Dylan exhibió el repertorio de sus aclamados últimos álbumes y recreó algunos de sus clásicos en nuevas versiones irreconocibles, acompañado por una extraordinaria banda sobre el escenario principal de la localidad madrileña de Arganda del Rey, que reunió en su quinta y última jornada a 41.000 espectadores.
El público respondió al inconformismo del músico estadounidense y a su desprecio por la nostalgia. Especialmente cuando la banda subía el pistón y aceleraba el ritmo, como en la poderosa ejecución de "Highway 61 Revisited", el tema que dio título a la obra maestra que Dylan publicó en 1965.
El festival también contó con la presencia de la banda The Police. Los veteranos Sting (bajo y voz), Stewart Copeland (batería) y Andy Summers (guitarra), que se reunieron el año pasado después de más de dos décadas y acabarán su gira juntos en agosto en Estados Unidos, llenaron el enorme escenario con un sonido de excelente calidad y con un espectáculo impecable.
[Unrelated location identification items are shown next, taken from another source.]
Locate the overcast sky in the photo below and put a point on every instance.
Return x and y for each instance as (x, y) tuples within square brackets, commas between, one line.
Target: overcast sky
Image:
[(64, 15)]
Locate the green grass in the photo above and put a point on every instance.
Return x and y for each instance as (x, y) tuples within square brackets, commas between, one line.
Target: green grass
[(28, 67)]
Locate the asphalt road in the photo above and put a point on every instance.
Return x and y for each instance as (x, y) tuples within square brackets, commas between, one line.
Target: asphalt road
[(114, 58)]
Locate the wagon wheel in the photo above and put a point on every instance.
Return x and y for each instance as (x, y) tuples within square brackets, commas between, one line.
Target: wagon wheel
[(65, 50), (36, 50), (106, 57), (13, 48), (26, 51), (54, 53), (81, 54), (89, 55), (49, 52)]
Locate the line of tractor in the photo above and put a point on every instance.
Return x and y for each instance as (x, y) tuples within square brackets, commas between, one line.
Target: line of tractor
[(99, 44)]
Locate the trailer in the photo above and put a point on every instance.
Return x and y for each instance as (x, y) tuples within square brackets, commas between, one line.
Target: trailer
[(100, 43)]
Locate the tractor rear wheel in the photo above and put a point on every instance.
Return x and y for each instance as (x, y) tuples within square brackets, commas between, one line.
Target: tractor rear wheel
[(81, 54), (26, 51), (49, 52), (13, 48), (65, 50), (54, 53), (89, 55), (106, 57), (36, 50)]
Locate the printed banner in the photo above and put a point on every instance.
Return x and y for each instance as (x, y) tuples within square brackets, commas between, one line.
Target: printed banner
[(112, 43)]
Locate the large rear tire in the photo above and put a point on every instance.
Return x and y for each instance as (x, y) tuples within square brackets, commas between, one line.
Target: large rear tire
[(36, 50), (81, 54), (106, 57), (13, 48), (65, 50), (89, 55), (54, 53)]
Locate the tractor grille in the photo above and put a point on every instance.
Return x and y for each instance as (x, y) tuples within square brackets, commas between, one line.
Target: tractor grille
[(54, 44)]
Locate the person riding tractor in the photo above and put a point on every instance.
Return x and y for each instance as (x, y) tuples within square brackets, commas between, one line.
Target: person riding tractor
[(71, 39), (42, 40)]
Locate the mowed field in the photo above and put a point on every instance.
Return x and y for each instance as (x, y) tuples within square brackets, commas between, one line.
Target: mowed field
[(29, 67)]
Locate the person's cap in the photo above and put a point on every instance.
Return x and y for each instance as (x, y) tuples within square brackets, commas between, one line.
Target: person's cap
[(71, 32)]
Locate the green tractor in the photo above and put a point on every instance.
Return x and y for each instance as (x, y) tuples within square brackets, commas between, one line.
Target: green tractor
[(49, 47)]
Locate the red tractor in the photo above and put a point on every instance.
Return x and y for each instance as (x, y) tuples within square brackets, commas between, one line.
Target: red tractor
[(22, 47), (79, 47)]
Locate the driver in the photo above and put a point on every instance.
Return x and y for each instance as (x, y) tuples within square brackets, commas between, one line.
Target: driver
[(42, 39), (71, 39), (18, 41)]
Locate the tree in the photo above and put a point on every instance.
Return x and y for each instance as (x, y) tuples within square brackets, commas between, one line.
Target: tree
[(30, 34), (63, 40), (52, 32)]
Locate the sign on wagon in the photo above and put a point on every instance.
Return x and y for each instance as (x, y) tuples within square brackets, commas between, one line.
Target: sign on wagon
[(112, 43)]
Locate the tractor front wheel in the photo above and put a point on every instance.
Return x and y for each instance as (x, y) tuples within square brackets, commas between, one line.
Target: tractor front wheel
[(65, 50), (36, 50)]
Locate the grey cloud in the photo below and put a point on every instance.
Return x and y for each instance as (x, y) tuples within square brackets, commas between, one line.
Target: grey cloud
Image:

Previamente, Alejandro Sanz también había dado una muestra de sus éxitos más conocidos, como "Corazón partío", "Y si fuera ella", "Amiga mía" o "Para que tú no llores". Asimismo, dedicó su éxito "El alma al aire" a los colombianos tras la liberación de Ingrid Betancourt y otros 14 secuestrados, gesto que generó vítores de entusiasmo en el público.
Además de Dylan, The Police y Sanz también pasaron por el escenario los escoceses de Franz Ferdinand y el estadounidense Lenny Kravitz. Los latinos estuvieron representados por la banda mexicana Café Tacvba.